We will never be the same

Yet again I just feel the urge to sit down and remind everybody that China isn’t going away.   Sorry to be the bearer of ill tidings for some.   Others can care less.   The emergence of China is exciting.  It’s nothing we’ve never experienced before. Yet to some it’s a story as foreboding as that of the rise  of Germany and Japan in the 30’s.   The rise and dimmed hope of Russia in the 20’s.
Why? 
Because of it’s size.  Size when dealing with countries changes everything.  It changes the dynamic of the relationship. 

My daughter asked me about Cuba the other day. 

Having just returned from Florida, and Key West, she asked if we could go visit there.   I had to explain the silly situation that exists between both our countries.   How a minority in Florida holds our relationship with Cuba hostage.   Maybe if Cuba was off the coast of say….North Dakota, this would be a moot point.   

So what is the definition of Courage?  Someday maybe we’ll have a politician(such a dirty word.  If your daughter grows up one day and asks you if it’s best she be a pole dancer or run for office, suggest the former, it’s a cleaner business), go to South Florida and advocate the renewal of relations between our two countries. 

Alas, I’m having to explain to my daughter why we give the finger to Castro and look the other way with Chna.  ( I’m waiting for the inevitable look of surprise on my daughters face when she goes back to China next summer and realizes she can’t get on Facebook.   Think Instagram will be banned by than, too? )

 My point is the people of Cuba deserve better, and so do the people of China.   The West benefits as well.   You’ve heard the cliché “one of us has to be the grown up”…..that applies with us and China.
The lust for money drives everything.  It drives why we tolerate China.  Why we look the other way.   But we’ve gained a thing or two as well, haven’t we?   

You haven’t seen the Great Wall?  You haven’t lived.   You haven’t walked the Bund?  (oh my!)

So we need to keep interacting with China.   Never mind talking, we need to hang out together more.  We need to invite them to our parties more often, so to speak.
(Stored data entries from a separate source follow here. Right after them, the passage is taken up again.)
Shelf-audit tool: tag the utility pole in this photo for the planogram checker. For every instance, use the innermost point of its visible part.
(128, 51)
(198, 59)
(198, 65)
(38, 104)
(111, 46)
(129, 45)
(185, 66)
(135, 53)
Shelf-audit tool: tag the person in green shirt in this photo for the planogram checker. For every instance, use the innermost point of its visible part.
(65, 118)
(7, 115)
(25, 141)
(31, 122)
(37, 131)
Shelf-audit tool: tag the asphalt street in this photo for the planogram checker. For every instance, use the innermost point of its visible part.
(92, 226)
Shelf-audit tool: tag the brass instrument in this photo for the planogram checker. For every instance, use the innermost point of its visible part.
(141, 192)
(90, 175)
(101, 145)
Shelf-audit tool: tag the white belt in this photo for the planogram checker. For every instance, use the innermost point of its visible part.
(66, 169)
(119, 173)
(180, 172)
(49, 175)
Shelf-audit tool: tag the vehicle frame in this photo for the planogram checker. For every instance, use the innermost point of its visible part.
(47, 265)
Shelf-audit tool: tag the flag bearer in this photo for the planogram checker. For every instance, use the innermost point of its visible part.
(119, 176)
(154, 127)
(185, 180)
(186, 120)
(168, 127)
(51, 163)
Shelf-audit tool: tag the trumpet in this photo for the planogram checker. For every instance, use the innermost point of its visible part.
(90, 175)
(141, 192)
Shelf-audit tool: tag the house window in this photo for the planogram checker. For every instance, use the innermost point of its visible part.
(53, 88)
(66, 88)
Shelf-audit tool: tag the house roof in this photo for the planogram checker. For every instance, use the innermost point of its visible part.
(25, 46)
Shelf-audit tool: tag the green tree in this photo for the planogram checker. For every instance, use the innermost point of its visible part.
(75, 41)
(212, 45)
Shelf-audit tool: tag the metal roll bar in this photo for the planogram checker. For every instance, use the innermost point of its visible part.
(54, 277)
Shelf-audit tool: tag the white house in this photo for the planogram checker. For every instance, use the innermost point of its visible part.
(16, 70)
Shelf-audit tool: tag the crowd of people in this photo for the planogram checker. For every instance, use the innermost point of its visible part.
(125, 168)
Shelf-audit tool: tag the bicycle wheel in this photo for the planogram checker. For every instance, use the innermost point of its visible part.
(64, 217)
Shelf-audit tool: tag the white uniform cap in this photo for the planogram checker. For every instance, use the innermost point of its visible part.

Yes,  I could argue with a straight face that China isn’t better off than it was 20 years ago.


But we all know a country with opportunity, more so than a country so afraid of any one getting rich that it stands still,  is a country on the make.  A country on the move.  Prosperity breeds confidence.   Right now I have a neighbor that owes me $100 over a landscaping bill.  I could go to his doorstep and be a pain.  But I tend to forget about him when I’m doing well. 

The challenge is like my neighbor(a foreigner, though not Chinese), the Chinese have their own value system.   As we have Rousseau and Locke, they have Confucious.   My generation didn’t grow up reading abt Confucious in Philosophy class, and I really doubt the Chinese read about “our guys” either.   So from an early age we learn about things from different viewpoints.   Thus we develop different value systems.   Does that justify China banning Twitter?  Of course not, but if you look a bit closely, you’ll realize China has never truly had a single democratic day in it’s life.   So banning a habit that infringes upon how the leadership views things really isn’t all that strange. 

Cixi would’ve banned Twitter, too.

Chiang Kai Shek, for all the charm his American bred wife brought to the table, was just as authoritarian as the CCP.   He had a secret police, too.  He executed people.   He tortured them.    He would’ve banned Youtube in an instant if it was available than.  (for all the sites I can’t easily access in China, I’m still amazed I’m able to access Wikipedia)

We should keep talking to China not because we save a quarter on a pair of socks at Wal-Mart.  We should keep talking to them because their decisions on how to live their life affect our own.   We need to do more than just glance at each other when we pass each other in the hallway.    

A major problem is China doesn’t feel either rushed or hurried to see things on our terms(see N Korea).   And to do so may actually open it to criticism from within.  This is because China’s media has done such a thorough job demonizing America(criticism of Apple, articles on ugly Americans, you owe us money), that the Chinese govt is now in effect hands tied.   Why is the media in China so hardcore?   The Chinese Media is more direct, more nationalistic, and just doesn’t give a damn.  That tells me we are not really dealing with a confident China right now.   A country on the rise doesn’t spend much time on giving foreign companies, let along countries, very negative press.   It would rather boast abt it’s own accomplishments. 

(That in itself shows a difference in thinking.  Esp Apple.   When a US company gets too big, the Justice Dept figures out a way to knock it down in size and sue it.  In China, they just demonize it in the papers. )


And that is all the more reason we need to pay attention to what China does, what is stands for, and figure out where it’s headed. Because we will never be the same, and they will never "be like us".